Friday, November 26, 2010



Santa Claus' sleigh these days takes the form of this huge ship, commissioned by Wal-Mart and built in Denmark specifically and only to haul goodies from China to the U.S. It takes just 13 people to run it, even though it's longer than a U.S. aircraft carrier. This ship is so big that it had to be built in five separate sections that were welded together. The command bridge alone is higher than a 10-story building. The ship has its own cargo crane rigs--11 of them--that operating simultaneously can unload the entire ship in under two hours. So this is where Christmas comes from, where Black Friday lives. Typically, cargo ships from China that bring consumer goods to California ports, return with cardboard and material for recycling--in other words, garbage. But these ships reputedly return completely empty. [Thanks to Bill T. for sending me these photos etc. awhile back.]

Thursday, August 26, 2010


Cathedrals of Consumption
The apparent enemies may change, but this is the real religion that is so persistently and vociferously defended in America: the one true Church of Buying and Selling.

Through lofty times and fearful times, from the 50s onward, people have looked to the mall for excitement and solace, adventure and surcease, novelty and reassurance--and they found it all.

By the 1980s, Americans had come to believe in consumption as salvation: shop till you drop, spend till the end, buy till you die. Buying was the new time religion, which links adherents of all other religions and seems to transcend all other faiths. And the shopping mall was its cathedral of consumption.

There were the votive candles of neon, the altars of Atari, the icons of Calvin and St. Liz (Claiborne.) Like the cathedrals of Europe, the malls made their magic through the senses: the swirl of products' colors and textures, the smiles of clerks and waitresses, the soft splash of fountains and the dance of mirrored light in the Church of Buy Now, Pay Later. As psychologist James Hillman suggested, "Maybe that's what consumerism and advertising are all about, unconsciously, compulsively: a way to rekindle our desire for the world."

The needs and fears hidden in the human shadow were also expressed with their usual shocking power. The desire for comfort became raging greed and the addict's apathyt: the need for peace and identity within a community of worshippers became the walls of denial and exclusion.

What became most obvious during the 1980s was that the new religion of consumption had become organized and dogmatized. It had become the true church: one, unholy and apocalyptic. It was filling the world with waste, devouring its resources, exhausting society and the planet. But buying as a value above all others became a dogma and those who disagreed were heretics.

So the Church of Buying and Selling transformed everything into a product or the means to sell a product. The activities we call art, science, sport, inquiry (from scholarship to journalism,) public discourse, politics and government, weren't of this nature. But beginning in the 80s, they were embraced and adjusted, assimilated and converted.

The Church of Buying is also the Church of Selling, of advertising and public relations.
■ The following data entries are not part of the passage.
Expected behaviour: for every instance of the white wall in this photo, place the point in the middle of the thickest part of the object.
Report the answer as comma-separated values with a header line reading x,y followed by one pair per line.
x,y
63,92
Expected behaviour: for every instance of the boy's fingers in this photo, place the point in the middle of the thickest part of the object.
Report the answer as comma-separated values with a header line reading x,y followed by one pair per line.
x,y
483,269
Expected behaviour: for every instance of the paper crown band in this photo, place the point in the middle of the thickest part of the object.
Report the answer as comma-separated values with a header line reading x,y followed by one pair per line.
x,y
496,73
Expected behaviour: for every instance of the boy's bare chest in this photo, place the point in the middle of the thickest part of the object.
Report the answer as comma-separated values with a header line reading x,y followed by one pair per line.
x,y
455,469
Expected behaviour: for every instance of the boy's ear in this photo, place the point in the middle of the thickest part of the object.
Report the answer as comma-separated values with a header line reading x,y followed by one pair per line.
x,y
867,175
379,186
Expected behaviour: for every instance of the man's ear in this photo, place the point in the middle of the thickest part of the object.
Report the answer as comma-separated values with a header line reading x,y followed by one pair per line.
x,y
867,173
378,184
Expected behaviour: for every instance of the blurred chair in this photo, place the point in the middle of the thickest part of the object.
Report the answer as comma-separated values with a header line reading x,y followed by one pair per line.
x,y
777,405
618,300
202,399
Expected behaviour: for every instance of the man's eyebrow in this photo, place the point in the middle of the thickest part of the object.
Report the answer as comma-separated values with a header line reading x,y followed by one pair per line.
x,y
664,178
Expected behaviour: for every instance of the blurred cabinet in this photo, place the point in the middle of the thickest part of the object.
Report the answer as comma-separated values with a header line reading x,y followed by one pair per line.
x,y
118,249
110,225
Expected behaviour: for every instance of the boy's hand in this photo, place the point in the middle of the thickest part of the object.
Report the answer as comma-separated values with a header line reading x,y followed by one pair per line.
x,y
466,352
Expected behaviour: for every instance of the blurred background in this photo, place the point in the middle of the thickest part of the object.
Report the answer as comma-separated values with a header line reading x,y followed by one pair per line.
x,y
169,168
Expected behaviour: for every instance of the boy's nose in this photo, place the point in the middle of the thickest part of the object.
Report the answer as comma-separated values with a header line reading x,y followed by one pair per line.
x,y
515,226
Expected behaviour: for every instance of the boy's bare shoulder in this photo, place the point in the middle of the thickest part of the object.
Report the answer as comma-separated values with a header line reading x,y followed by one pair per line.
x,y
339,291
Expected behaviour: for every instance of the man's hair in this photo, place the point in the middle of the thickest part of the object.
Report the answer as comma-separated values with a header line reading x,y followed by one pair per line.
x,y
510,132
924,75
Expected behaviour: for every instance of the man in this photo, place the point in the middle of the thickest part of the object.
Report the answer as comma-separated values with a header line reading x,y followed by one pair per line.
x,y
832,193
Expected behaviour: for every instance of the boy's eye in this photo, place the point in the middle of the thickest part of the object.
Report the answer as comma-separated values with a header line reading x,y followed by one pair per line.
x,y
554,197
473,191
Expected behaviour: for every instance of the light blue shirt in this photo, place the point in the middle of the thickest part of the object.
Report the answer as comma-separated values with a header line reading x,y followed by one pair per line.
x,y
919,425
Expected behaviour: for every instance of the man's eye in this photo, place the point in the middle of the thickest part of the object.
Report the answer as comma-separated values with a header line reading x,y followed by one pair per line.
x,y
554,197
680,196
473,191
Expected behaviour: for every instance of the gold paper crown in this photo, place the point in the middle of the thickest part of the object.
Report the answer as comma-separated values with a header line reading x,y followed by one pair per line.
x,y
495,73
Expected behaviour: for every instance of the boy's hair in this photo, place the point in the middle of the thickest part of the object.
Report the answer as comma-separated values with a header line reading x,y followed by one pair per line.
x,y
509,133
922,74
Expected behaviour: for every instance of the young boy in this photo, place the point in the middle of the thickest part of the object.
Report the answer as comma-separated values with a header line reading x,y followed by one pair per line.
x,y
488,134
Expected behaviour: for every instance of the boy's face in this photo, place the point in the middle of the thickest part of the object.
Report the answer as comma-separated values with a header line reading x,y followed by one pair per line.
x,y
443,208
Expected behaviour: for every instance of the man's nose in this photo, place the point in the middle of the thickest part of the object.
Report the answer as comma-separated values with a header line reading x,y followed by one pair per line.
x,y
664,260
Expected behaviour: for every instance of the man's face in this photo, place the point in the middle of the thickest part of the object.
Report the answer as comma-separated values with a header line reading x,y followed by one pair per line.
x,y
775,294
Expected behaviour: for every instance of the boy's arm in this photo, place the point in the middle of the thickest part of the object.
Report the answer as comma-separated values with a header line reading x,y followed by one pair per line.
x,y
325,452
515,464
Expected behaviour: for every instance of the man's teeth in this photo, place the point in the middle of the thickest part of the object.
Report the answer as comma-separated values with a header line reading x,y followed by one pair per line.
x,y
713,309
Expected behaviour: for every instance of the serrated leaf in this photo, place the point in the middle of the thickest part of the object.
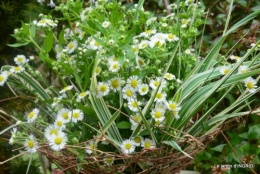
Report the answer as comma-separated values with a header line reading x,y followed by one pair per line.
x,y
48,43
123,125
218,148
176,146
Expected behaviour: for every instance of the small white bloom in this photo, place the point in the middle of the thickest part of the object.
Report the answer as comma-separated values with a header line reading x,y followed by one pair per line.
x,y
31,144
72,46
128,146
102,89
76,115
17,69
32,115
148,143
250,84
58,142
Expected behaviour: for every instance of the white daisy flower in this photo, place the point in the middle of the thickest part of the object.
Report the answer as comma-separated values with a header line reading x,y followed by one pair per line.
x,y
72,46
76,115
158,114
169,76
250,84
143,44
17,69
32,115
3,77
147,33
148,143
133,105
94,45
65,114
31,144
82,95
225,70
20,59
127,146
105,24
137,140
128,92
160,97
134,82
52,129
242,69
155,83
67,88
102,89
109,160
237,58
90,145
60,123
42,23
143,89
135,119
115,83
58,142
114,66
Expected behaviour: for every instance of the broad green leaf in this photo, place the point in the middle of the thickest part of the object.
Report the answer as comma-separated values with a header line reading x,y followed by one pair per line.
x,y
218,148
123,125
48,43
18,44
176,146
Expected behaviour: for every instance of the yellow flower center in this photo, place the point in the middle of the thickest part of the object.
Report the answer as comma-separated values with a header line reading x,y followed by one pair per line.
x,y
115,83
137,139
157,114
65,115
129,93
58,140
76,115
250,85
82,94
30,144
128,146
147,145
31,114
103,88
54,131
226,71
70,46
134,83
159,95
172,106
59,123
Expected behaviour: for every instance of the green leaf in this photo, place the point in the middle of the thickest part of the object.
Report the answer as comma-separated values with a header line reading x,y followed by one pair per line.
x,y
61,37
48,43
18,44
123,125
176,146
254,132
218,148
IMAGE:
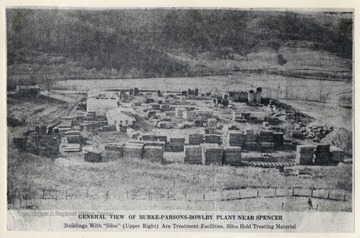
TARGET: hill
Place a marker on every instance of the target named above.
(51, 44)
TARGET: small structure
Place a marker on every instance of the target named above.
(113, 151)
(196, 139)
(213, 139)
(28, 91)
(236, 139)
(92, 155)
(232, 155)
(212, 154)
(176, 144)
(337, 154)
(153, 153)
(133, 151)
(102, 104)
(305, 154)
(322, 154)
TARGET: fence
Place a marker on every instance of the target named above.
(29, 198)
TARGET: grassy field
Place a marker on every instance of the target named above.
(123, 182)
(275, 86)
(172, 185)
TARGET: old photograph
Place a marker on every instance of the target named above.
(236, 111)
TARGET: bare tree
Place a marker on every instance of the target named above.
(324, 92)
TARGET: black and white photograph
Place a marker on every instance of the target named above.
(194, 119)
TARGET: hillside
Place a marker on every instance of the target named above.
(64, 44)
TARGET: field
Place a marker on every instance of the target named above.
(304, 94)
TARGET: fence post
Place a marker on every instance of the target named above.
(19, 199)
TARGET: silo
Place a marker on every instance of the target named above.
(258, 95)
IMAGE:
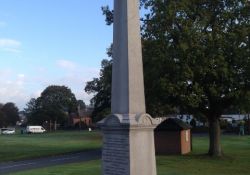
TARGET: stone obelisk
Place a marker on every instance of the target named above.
(128, 138)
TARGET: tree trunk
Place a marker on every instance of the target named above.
(248, 124)
(55, 126)
(214, 137)
(50, 125)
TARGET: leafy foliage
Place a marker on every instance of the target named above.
(196, 58)
(9, 114)
(55, 103)
(101, 87)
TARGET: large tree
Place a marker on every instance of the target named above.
(201, 52)
(57, 102)
(10, 112)
(196, 58)
(34, 112)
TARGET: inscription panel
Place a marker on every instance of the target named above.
(115, 154)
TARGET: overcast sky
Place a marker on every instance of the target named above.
(50, 42)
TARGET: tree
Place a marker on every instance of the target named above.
(81, 104)
(101, 87)
(34, 112)
(201, 49)
(2, 119)
(57, 102)
(10, 112)
(196, 58)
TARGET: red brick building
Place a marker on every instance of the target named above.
(172, 136)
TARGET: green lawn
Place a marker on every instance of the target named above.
(17, 147)
(235, 162)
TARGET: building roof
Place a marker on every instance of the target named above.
(172, 124)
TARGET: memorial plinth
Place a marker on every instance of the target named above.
(128, 138)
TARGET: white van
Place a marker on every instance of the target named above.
(34, 129)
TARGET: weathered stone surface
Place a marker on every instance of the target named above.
(128, 85)
(128, 139)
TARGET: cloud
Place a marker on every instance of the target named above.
(12, 88)
(19, 87)
(10, 45)
(66, 64)
(3, 24)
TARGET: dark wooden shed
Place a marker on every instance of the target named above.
(173, 136)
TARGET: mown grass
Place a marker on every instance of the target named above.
(236, 161)
(27, 146)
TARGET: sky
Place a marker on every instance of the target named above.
(50, 42)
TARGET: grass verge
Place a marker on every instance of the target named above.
(235, 162)
(28, 146)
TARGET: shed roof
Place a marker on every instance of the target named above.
(172, 124)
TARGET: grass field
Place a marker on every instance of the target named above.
(18, 147)
(236, 161)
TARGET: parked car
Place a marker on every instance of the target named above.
(35, 129)
(8, 131)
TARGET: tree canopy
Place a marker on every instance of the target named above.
(54, 104)
(196, 58)
(9, 114)
(101, 87)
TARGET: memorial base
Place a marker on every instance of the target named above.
(128, 145)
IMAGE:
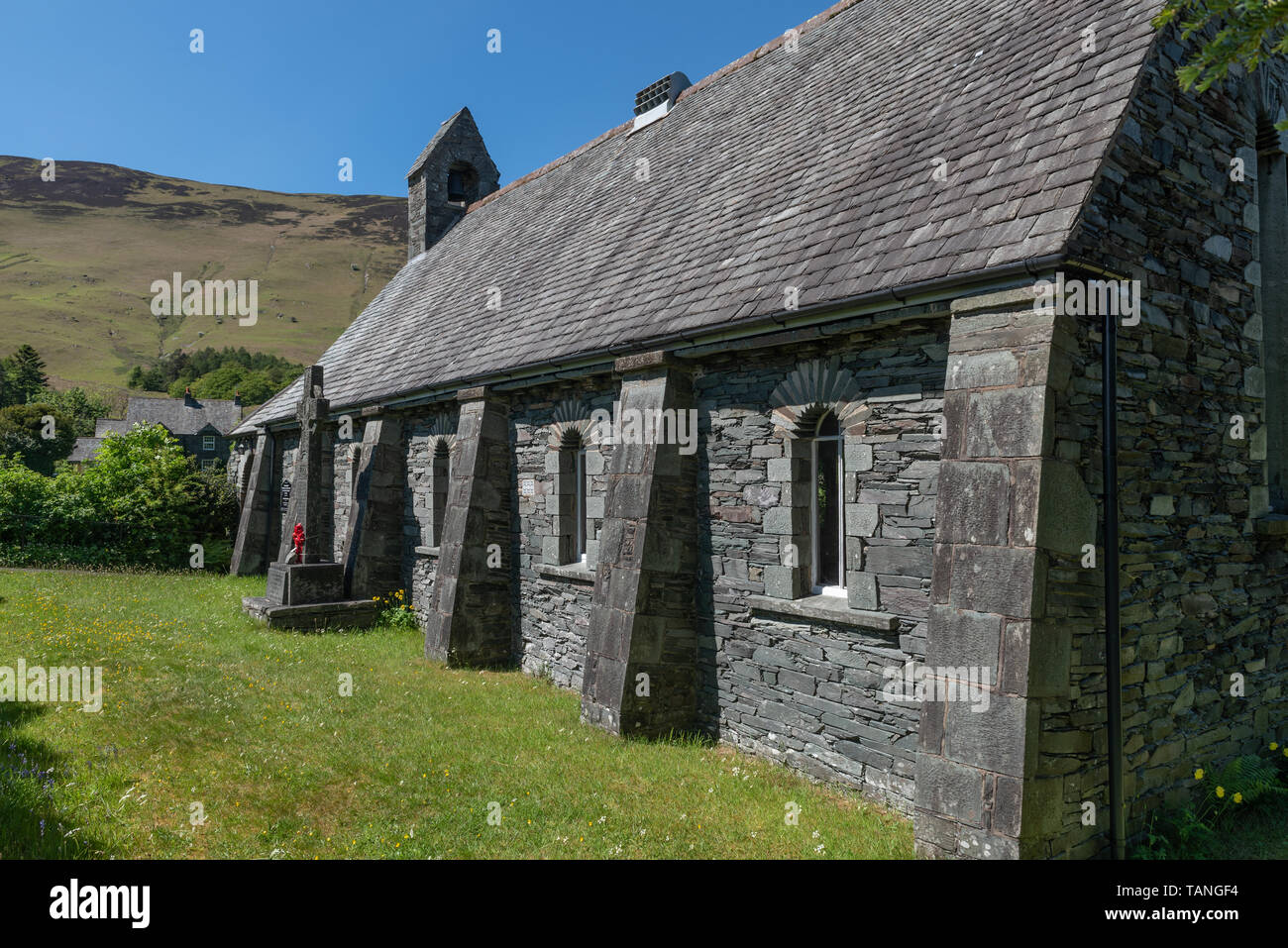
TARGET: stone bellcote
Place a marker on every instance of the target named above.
(451, 172)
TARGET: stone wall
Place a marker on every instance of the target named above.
(555, 605)
(1205, 594)
(802, 690)
(798, 689)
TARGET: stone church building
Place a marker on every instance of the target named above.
(777, 412)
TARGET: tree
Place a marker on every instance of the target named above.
(82, 406)
(24, 429)
(1247, 33)
(29, 372)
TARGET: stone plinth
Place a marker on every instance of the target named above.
(299, 583)
(360, 613)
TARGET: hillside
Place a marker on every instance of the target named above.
(77, 258)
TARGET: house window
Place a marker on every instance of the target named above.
(1273, 206)
(463, 184)
(568, 504)
(439, 472)
(580, 523)
(827, 536)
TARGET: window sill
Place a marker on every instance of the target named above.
(1271, 526)
(570, 571)
(824, 609)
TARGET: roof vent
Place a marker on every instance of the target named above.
(656, 101)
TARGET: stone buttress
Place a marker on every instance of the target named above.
(642, 646)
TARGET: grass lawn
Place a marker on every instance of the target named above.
(204, 707)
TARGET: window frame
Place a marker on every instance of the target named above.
(581, 494)
(816, 586)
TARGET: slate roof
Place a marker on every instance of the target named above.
(84, 450)
(179, 419)
(811, 168)
(103, 425)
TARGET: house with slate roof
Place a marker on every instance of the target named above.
(979, 324)
(202, 427)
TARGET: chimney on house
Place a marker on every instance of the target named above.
(656, 101)
(451, 172)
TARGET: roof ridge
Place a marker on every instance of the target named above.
(811, 24)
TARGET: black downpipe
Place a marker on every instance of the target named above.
(1113, 634)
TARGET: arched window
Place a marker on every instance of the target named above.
(463, 184)
(568, 527)
(827, 523)
(580, 527)
(1273, 252)
(439, 472)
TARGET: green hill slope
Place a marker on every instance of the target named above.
(78, 254)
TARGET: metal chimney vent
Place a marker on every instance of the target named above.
(656, 101)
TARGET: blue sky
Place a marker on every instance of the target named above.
(283, 90)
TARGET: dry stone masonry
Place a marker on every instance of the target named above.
(875, 549)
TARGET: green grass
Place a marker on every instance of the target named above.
(77, 258)
(204, 706)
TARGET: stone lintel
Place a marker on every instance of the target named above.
(645, 361)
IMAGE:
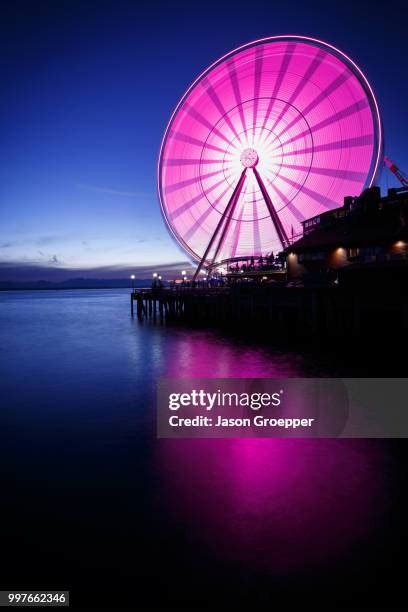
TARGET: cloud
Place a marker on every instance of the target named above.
(118, 192)
(34, 271)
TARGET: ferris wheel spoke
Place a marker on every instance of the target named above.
(286, 59)
(225, 217)
(256, 232)
(198, 223)
(289, 204)
(353, 109)
(280, 230)
(212, 94)
(350, 175)
(190, 181)
(328, 91)
(351, 143)
(320, 198)
(313, 66)
(232, 73)
(237, 231)
(194, 141)
(201, 119)
(259, 53)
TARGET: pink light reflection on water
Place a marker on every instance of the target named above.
(277, 505)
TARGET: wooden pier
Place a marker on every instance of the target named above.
(280, 311)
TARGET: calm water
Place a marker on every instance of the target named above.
(93, 502)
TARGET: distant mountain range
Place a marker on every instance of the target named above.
(76, 283)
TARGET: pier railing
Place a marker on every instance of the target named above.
(281, 311)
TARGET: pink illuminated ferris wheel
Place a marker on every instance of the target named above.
(273, 133)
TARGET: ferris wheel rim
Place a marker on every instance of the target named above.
(376, 163)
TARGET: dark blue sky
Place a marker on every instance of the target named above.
(87, 90)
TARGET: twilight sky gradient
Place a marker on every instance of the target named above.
(87, 90)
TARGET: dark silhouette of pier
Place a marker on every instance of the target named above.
(282, 312)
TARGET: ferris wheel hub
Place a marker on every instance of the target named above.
(249, 158)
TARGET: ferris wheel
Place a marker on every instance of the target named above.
(273, 133)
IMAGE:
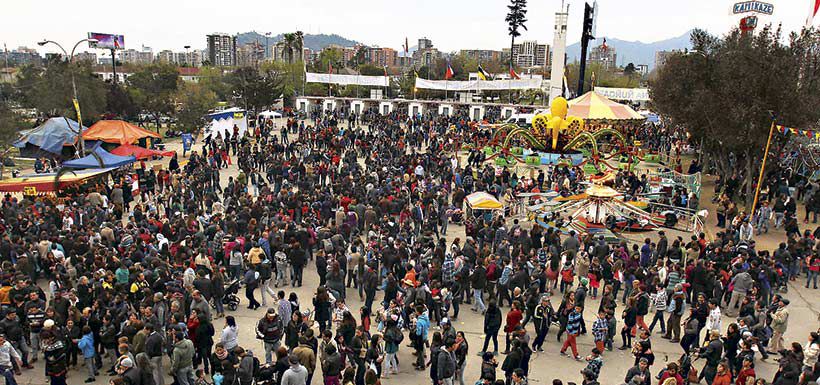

Today these activities determine the form and content of information in all popular media and most of cultural life. To offend the Church of Selling--the advertiser--is to commit a mortal sin punished by banishment, the casting down into the pits of poverty and irrelevance.

The Church of Buying and Selling tolerates no rivals. There is no separation of this church and state. Politics and government have been commodified through corporate special interest lobbying and campaign contributions (which, by the way, we all involuntarily pay for, every time we buy something or even pay a bill.) Independent, disinterested or critical voices supported by the public are not permitted: even so-called public television is starved of public funds, and in the U.S. must rely on corporate funding that selects what it supports and therefore defines what gets seen.

Today the growing consumption industries are fast-food and discount shopping (where the new servant sector grins and spins for minimal wages), entertainment (which turns the beauty of sport and art into no-fault showbiz)and tourism, which pollutes and desecrates places of natural beauty and cultural or even religious significance (such as Native American sacred sites.) But how could that matter when there is only one true religion?

Doth not the Earth exist only to be consumed? And if we use it all up, we will still have our Cyberspace-Graven Images. Everything in nature, culture and history is turned into simplistic reverberate icons, emotional buttons for advertisers to push. Beyond that, they are useless and expendable.

Do not the Faithful work two and three jobs, and push themselves beyond the speed limits of life--sacrificing family, health, reverie, craftsmanship and civility, just to afford all the sacraments and indulgences the church can sell?

Do not the people exist solely to serve the Church of Buying and Selling? Does not all talent, energy, feeling, intelligence and belief belong to it? Are not all relationships secondary to our relationship to this Church? And have not our lives and souls become the ultimate consumables?

See now the congregation assembles for the service. See thge eyes flickering with bliss at Junior Miss. Hear the moans of devotion at Just Pants. Let us all gather by the bank machine--But wait, who is that whispering? Is that heresy we're hearing? Turn the sacred Muzak louder, post a photo of your redemptive purchases on Facebook, and keep moving, from one station of devotion to the next.

The screed above is mostly a piece of mine I'd just about forgotten, published in Adbusters Vol. 2 No. 3 under the title "Graven Images."